El zapaterito clava, clava, clava, clava en el tacón (…) Al viejito Simón, zapatero remendón, les voy a contar lo que le pasó ♫
Esta canción de la infancia que se aprendía en la escuela coincidía hace unos cuarenta, cincuenta o sesenta años con la enseñanza de los oficios. Ahí, en la escuela aprendíamos lo que era un zapatero, una costurera, un afilador de cuchillos o un estirador de somieres. No solo eso; algunas de esas personas pasaban por los barrios ofreciendo sus servicios o estaban instalados, por ejemplo, en el eje Providencia en esas galerías internas como las que todavía sobreviven a duras penas en zonas como Luis Thayer Ojeda o Antonio Varas.
Pero las reparadoras de calzado y la costura como que se han desvanecido. Había una costurería en Manuel Montt pasado Eliodoro Yáñez, pero de un día para otro se esfumó, y una reparadora de zapatos en Tobalaba pasado Lota hacia el sur que ya no está hace como dos décadas.
Y no sé si todavía se enseñan los oficios en los primeros años de la escuela.
Parece que con la vertiginosidad del consumo de nuestros días las reparaciones se han extinguido.
Pero hay un tipo de reparación que ha surgido en reemplazo de las anteriores: la de celulares.
Si a uno se le cae el smartphone al suelo y se le triza la pantalla, si la batería anda como las huifas, si la memoria no da para más; ahí están esas tiendas de reparación de celulares, habitualmente en los mismos lugares donde antes se ubicaban zapateros y sastres, listas para desfacer los entuertos de nuestros teléfonos.
El otro día me di cuenta de que un desperfecto de mi Android ya no tenía solución de parte mía: el botón de encendido se le salía y se caía. Así que me animé a ir a Apoquindo al llegar a Manquehue, en el Caracol VIP (los caracoles también albergaban y albergan locales de reparaciones) donde hay como cinco locales donde arreglar smartphones.
Pregunté en el primero y me dijeron que por lo viejo de mi aparato no tenían repuestos. En el segundo local al que entré la joven que atendía me pidió que le mostrara mi celular, lo miró y me dijo: “podemos repararlo, pero su pantalla está trizada y hay que abrirlo por la pantalla por lo que se puede quebrar… y cambiar la pantalla le cuesta 290 mil pesos”.
“¿Qué hago?”, le dije.
“Mejor cómprese otro”, me contestó.
Salí a la calle enfurecido con ganas de haberme despedido con un, “han perdido un cliente”.

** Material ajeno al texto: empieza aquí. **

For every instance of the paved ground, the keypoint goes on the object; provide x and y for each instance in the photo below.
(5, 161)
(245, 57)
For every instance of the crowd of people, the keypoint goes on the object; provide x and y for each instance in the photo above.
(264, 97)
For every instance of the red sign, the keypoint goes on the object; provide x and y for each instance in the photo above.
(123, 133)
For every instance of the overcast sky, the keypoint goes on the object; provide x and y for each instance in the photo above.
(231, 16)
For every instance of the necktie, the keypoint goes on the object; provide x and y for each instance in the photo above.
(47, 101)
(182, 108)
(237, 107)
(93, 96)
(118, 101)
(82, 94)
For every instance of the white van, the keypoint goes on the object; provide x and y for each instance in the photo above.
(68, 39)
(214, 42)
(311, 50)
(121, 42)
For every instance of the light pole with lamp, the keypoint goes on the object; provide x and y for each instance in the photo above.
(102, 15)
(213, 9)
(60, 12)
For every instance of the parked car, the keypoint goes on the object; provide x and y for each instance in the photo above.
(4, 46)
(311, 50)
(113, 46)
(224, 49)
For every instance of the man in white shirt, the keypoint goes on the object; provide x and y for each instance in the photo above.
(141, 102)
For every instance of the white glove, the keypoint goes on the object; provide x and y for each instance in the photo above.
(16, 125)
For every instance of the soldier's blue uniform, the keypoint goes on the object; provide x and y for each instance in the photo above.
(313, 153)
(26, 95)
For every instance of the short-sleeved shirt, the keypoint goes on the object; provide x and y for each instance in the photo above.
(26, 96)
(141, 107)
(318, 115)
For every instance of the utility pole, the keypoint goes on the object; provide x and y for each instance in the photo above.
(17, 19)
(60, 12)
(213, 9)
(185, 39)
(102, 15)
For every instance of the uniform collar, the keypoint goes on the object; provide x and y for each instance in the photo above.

Me fui, entonces al Apumanque, y un guardia de rojo me señaló que había como cuatro tiendas en que arreglaban smartphones. Fui a la primera y nada, más o menos la misma respuesta que en el caracol VIP.
En la segunda, que era bastante pequeña, el joven que atendía llamó a un colega, le contó de mi problema y me dijo: “váyase por este mismo pasillo hasta el final y se va a encontrar con un local que se llama Speak Well. Ahí van a ver si lo pueden arreglar”.
En ese último local, que era algo más grande que el anterior, había otro joven, venezolano, que estaba apostado en una esquina y casi recostado sobre una mesita con luz rodeado de piezas de smartphones por todos lados encima de la mesa, lo que recordaba a los relojeros antiguos —otro oficio en retirada—. Tomó mi Android, le sacó el botón de encendido, lo miró a la luz, se giró hacia su derecha a un lugar donde había más piezas de teléfonos, rebuscó un poco, sacó del atado de cosas otro Android, le sacó a su vez el botón de encendido, limpió con un cepillo la entrada del botón de encendido del mío, le puso el botón de repuesto, me pasó mi teléfono —no se demoró en esto más de cuatro minutos— y me dijo: “le puse un botón de un celular más nuevo, pero va a quedar bien”.
“¿Ya está listo?”, le retruqué.
“Sí, ya está listo”, me respondió.
“¿Y cuánto le debo?”, contesté.
“Nada, solo un aporte”, finalizó.
Le pasé cinco lucas y salí chocho de la tienda.
Me había ahorrado 290 mil pesos o la compra de un celular nuevo.